Political correctness as "politeness without politeness", the internet as the reality of fiction and the anti-resistance attitude

 

I: ON POLITENESS

 

            Slavoj Zizek often makes a point about how commodities in capitalism are constantly taking the “substance” or “essence” out of themselves: we have beer without alcohol, coffee without caffeine, soda without sugar… But the point about (political) ideology is that it is able to infect precisely the most seemingly “apolitical” aspects of our lives, presenting itself as “objective”, “neutral”, “standard practice”, “universal”, “inevitable”, “obvious”, “apolitical”, “unbiased” and so on (when it is not so). Hence the commodification of our daily lives goes way beyond the goods & services market, and we can speak even of a commodification of our very social interactions, relationships and forms of communication: love, sex, friendship, politeness, and other seemingly “apolitical” aspects of our lives become commodities to be bought and sold and thus conform to the very same rules of the market.

            Hence why we can speak of “taking the essence out of the product” even in those before-enumerated social behaviors. In the case of politeness, I believe that the “political correctness” practiced by today’s Western left-liberals is the best example of a sort of “politeness without politeness”.

            What characterizes politeness is precisely the expectation for you to do something without you being “technically” forced to do it. In social norms involving manners and politeness, there is always an element of absurdity, nonsense or contradiction, there is something which “does not work” (in Lacanian psychoanalysis: “surplus-enjoyment”, the “objet petit a”).
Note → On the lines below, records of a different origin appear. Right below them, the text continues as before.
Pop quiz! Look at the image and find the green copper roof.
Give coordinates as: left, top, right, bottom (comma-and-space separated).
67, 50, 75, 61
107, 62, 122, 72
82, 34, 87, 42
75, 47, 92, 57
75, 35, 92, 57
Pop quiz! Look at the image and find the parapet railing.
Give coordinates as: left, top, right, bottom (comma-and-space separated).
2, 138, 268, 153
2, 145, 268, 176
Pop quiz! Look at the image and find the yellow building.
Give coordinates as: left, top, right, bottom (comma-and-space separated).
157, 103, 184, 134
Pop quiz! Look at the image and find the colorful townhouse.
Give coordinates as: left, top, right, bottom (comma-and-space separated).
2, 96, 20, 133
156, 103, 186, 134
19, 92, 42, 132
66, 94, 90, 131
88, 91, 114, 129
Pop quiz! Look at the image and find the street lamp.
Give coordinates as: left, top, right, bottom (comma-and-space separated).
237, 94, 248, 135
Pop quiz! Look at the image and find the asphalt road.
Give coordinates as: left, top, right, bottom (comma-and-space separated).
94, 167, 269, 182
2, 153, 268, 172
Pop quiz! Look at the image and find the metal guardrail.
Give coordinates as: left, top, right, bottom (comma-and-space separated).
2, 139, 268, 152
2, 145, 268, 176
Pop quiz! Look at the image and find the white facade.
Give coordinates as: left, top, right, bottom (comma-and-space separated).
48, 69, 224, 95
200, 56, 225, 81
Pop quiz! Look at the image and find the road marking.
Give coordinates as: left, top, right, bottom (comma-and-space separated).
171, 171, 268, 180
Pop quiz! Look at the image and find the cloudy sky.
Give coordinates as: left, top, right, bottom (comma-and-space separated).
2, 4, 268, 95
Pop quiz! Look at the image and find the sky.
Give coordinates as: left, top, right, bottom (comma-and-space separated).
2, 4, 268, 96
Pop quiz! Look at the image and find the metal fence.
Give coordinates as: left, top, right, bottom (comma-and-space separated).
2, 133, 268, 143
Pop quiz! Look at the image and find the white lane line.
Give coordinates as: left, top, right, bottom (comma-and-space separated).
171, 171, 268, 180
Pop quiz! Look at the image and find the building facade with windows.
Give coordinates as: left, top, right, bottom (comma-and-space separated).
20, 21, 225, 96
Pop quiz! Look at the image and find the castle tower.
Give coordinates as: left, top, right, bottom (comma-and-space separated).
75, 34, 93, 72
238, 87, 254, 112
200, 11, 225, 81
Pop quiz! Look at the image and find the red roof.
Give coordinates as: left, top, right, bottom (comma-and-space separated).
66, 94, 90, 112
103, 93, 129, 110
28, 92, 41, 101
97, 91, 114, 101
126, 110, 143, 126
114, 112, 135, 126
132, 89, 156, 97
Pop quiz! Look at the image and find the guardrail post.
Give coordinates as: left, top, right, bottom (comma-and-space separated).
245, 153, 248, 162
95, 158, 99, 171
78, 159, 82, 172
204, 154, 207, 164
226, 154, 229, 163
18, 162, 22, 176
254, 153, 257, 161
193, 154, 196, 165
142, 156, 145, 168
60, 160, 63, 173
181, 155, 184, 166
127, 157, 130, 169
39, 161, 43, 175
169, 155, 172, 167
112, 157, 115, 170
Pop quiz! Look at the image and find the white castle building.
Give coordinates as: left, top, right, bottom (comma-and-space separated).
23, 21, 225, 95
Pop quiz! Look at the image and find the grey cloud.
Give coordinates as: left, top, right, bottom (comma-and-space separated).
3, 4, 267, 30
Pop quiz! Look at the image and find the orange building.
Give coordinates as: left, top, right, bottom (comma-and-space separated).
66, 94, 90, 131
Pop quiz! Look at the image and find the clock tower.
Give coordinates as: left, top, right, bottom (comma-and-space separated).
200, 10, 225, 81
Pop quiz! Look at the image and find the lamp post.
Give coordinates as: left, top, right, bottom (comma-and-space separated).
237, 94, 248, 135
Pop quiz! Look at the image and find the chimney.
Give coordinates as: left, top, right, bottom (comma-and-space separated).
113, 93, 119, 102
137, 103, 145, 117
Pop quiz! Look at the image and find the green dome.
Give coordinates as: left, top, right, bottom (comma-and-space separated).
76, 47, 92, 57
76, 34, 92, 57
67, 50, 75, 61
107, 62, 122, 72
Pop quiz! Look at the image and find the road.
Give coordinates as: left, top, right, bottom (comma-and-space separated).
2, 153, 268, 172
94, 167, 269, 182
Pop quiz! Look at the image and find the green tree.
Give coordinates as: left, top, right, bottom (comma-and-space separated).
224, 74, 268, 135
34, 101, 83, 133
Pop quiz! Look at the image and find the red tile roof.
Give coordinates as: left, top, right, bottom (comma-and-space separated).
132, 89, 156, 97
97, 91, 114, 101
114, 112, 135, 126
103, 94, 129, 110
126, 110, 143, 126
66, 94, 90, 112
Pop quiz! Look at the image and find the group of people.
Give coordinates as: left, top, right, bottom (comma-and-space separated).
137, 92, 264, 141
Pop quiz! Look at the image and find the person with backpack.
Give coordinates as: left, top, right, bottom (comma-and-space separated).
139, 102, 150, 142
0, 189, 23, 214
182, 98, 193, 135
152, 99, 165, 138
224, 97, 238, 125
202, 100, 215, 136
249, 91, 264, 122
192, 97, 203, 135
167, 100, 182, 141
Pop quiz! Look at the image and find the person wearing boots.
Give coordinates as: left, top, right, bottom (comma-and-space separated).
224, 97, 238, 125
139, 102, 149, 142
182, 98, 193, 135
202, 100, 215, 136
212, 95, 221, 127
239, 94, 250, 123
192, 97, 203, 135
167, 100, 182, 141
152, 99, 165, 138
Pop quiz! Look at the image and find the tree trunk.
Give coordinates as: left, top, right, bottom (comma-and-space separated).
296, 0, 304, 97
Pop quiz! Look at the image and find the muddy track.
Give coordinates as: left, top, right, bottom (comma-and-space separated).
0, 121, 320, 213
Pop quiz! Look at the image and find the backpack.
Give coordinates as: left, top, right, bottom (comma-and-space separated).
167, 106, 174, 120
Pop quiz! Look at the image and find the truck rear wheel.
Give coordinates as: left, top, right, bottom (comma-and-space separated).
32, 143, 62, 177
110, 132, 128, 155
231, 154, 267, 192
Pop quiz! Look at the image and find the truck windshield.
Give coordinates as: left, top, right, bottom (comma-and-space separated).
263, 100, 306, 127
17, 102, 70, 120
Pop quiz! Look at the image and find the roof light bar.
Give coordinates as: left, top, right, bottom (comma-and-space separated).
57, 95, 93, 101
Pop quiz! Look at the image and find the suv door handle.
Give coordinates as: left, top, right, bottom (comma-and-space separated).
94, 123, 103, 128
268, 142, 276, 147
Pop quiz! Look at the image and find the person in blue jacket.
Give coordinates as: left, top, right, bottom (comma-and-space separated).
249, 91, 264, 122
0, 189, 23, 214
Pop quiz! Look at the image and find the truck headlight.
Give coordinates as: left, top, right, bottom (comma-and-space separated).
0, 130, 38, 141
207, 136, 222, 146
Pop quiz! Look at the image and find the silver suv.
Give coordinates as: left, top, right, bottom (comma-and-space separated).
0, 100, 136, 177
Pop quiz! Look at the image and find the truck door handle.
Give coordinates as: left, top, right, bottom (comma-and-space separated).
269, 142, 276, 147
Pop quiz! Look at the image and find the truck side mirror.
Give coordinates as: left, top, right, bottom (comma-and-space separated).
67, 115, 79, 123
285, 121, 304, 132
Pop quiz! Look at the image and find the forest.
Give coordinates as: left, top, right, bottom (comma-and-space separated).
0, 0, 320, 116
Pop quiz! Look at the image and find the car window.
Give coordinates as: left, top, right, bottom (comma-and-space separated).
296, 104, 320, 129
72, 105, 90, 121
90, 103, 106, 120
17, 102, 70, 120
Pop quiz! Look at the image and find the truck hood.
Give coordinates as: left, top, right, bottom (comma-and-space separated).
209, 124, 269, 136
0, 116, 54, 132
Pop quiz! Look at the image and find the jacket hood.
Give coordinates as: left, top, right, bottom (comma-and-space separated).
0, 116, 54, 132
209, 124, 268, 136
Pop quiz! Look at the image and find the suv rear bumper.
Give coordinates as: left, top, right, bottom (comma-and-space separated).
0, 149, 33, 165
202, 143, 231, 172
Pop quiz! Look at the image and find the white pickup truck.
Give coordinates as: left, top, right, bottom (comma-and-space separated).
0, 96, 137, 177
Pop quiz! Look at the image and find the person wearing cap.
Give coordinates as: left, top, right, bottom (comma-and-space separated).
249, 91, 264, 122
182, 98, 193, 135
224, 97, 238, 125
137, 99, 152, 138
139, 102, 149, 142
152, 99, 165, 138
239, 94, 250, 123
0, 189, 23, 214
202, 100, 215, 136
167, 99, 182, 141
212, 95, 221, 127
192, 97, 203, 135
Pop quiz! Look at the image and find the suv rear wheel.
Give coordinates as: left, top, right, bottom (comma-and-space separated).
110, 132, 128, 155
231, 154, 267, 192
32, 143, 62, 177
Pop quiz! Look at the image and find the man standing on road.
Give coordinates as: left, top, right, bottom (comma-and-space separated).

In other words, it has no “pragmatic” purpose and cannot be subjected to rationalization and over-intellectualization as to “why” we are doing it – we are dealing here with empty gestures and performances. For example, I may ask how your day was, but you are not supposed to actually answer the question, you are supposed reply that you are doing fine and ask me in return.

            Or, like Zizek’s often-repeated example:

 

“What we are dealing with here is the irreducible gap between the enunciated content and the act of enunciation that is proper to human speech. In academia, a polite way to say that we found our colleague's intervention or talk stupid and boring is to say: 'It was interesting. ' So if instead we tell our colleague openly: 'It was boring and stupid', he will be fully entitled to feel surprised and to ask: 'But if you found it boring and stupid, why didn't you simply say that it was interesting?' The unfortunate colleague is right to take the direct statement as involving something more, not only a comment about the quality of his paper but an attack on his very person.”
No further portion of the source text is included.